"I wanted to explore the journey of those young women who lost the men they might have married. They were an extraordinary generation who had to redesign — if you will — the notion of what it meant to be a woman on her own — a spinster."Those men were lost in the Great War of 1914-1918 in Europe. This quote is from page 4 of a "conversation" with the author at the back of Jacqueline Winspear's 2004 novel Birds of a Feather.
Winspear's books are bringing back memories from my own life as I read about life between the First and Second World Wars. This line makes me think of my Aunt Bonnie, whom I'm named for. She was a "spinster," born in 1904, and thus at the exact age Winspear is talking about. In 1930, when this book is set, she would have been 26 years old. I remember hearing Mother telling someone that her sister had turned down a fellow who asked Bonnie to marry him, not knowing he'd be the last to propose to her. The reason she rejected him? He didn't have indoor plumbing.

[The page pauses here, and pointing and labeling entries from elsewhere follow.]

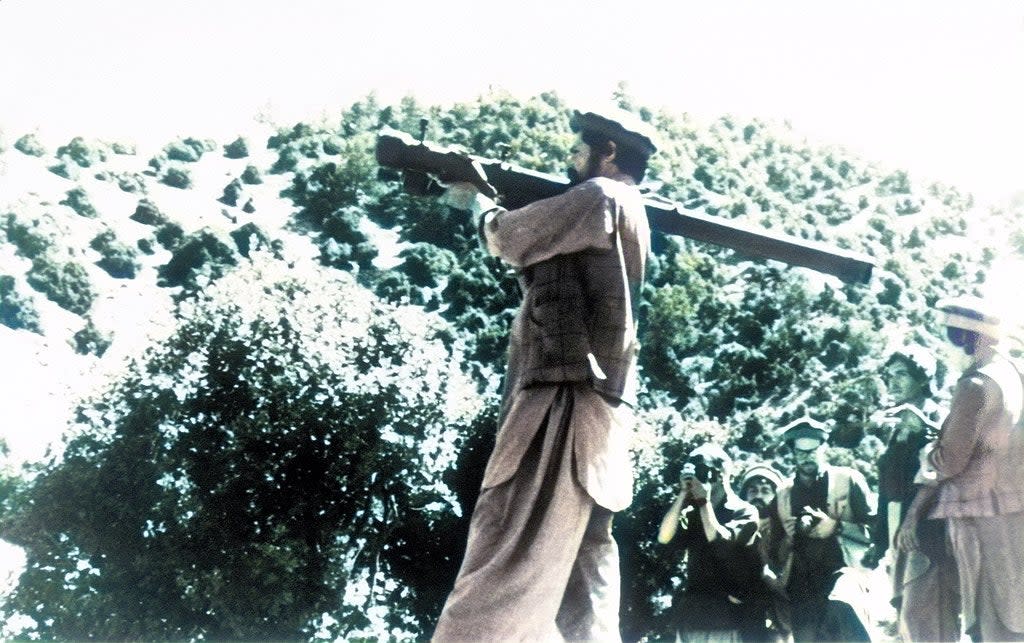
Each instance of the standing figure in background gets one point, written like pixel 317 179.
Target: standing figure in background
pixel 820 508
pixel 979 464
pixel 924 572
pixel 541 562
pixel 719 533
pixel 759 485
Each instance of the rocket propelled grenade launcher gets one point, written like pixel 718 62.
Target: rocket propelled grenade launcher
pixel 421 163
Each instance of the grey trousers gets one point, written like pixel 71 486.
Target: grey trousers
pixel 541 563
pixel 989 553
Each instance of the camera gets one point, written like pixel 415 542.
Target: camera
pixel 699 472
pixel 806 522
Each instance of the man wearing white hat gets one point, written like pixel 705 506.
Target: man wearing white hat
pixel 979 464
pixel 822 509
pixel 541 562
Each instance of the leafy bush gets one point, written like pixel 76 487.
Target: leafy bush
pixel 65 283
pixel 287 161
pixel 238 148
pixel 30 239
pixel 251 175
pixel 187 149
pixel 118 259
pixel 30 144
pixel 121 147
pixel 146 212
pixel 269 471
pixel 170 234
pixel 91 341
pixel 16 310
pixel 177 177
pixel 66 170
pixel 198 259
pixel 82 153
pixel 78 201
pixel 231 193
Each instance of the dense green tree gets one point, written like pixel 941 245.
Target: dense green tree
pixel 245 478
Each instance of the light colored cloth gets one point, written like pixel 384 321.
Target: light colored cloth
pixel 979 456
pixel 926 590
pixel 979 459
pixel 929 597
pixel 990 561
pixel 541 563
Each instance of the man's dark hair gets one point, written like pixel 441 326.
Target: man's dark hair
pixel 627 159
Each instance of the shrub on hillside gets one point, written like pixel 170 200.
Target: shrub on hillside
pixel 200 258
pixel 252 175
pixel 231 193
pixel 146 212
pixel 30 239
pixel 118 259
pixel 177 177
pixel 30 144
pixel 17 310
pixel 82 153
pixel 90 340
pixel 287 161
pixel 78 201
pixel 249 238
pixel 238 148
pixel 170 234
pixel 187 149
pixel 66 170
pixel 120 147
pixel 65 283
pixel 284 136
pixel 131 182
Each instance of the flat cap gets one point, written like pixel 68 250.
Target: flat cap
pixel 971 313
pixel 805 427
pixel 616 124
pixel 761 471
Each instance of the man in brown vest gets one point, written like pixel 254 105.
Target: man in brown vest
pixel 823 510
pixel 540 561
pixel 979 464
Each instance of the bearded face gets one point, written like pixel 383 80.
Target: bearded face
pixel 760 493
pixel 584 164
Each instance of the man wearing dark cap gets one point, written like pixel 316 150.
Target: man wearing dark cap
pixel 823 510
pixel 759 485
pixel 540 561
pixel 718 537
pixel 979 465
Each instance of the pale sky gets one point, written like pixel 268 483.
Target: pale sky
pixel 935 87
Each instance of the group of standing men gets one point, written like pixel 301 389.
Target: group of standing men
pixel 774 571
pixel 541 562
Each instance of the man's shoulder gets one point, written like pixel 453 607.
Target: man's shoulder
pixel 739 508
pixel 840 473
pixel 607 188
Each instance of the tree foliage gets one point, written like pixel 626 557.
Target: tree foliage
pixel 244 478
pixel 285 465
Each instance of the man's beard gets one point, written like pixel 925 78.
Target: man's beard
pixel 761 506
pixel 593 163
pixel 809 469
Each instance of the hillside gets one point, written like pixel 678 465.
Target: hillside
pixel 178 305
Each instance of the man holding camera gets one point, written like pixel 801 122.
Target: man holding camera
pixel 719 533
pixel 822 509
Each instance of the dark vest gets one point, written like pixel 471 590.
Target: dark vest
pixel 580 313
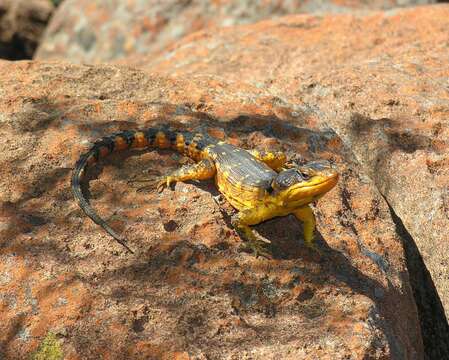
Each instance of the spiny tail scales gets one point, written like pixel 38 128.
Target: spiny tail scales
pixel 184 142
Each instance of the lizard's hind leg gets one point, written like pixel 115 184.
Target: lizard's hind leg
pixel 203 170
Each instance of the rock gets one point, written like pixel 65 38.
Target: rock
pixel 98 31
pixel 382 87
pixel 22 23
pixel 188 292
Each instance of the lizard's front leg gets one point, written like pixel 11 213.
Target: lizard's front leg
pixel 306 215
pixel 242 221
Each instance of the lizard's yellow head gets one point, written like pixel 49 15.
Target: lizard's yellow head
pixel 305 183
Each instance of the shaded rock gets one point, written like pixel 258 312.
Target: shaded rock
pixel 380 81
pixel 22 23
pixel 98 31
pixel 188 291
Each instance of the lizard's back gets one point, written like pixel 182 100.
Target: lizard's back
pixel 240 177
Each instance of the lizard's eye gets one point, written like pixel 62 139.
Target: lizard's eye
pixel 303 175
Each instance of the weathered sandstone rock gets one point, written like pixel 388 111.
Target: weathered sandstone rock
pixel 188 292
pixel 22 23
pixel 98 30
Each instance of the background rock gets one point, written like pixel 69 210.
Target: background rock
pixel 22 23
pixel 188 292
pixel 97 30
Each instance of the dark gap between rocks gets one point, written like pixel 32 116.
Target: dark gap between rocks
pixel 434 325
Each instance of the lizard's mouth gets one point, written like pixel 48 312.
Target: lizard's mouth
pixel 312 189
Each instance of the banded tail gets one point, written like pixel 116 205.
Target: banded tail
pixel 184 142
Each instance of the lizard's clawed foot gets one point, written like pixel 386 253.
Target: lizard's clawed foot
pixel 219 199
pixel 258 248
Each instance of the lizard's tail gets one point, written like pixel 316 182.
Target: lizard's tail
pixel 184 142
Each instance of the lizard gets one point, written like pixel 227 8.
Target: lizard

I realized, on reading that line above, that she didn't have as many options as I did, or even my mother, who was 13 years younger than her sister. The photo shows Mother's family: father, mother, six brothers, and two sisters. Their parents are on the left, my mother is the girl on the front row, and Bonnie is behind her. Mother was 12 when her father died in an auto accident in 1930, so this photo has to be earlier than that, obviously. Bonnie went on to work (and support herself) by working for Mark, the brother on the far right in this picture, who owned a coal company on Main Street near Ridgedale. She ran the office and dispatched the trucks delivering coal to their customers.
By the way, they are standing in front of the house I wrote about yesterday, the house on Fifth Avenue where I lived from 1943 to 1949.
1 comment:
This photo makes me think of my wonderful, British great aunt Jenny whose fiancé died in WWI. She never married like so many women of that generation.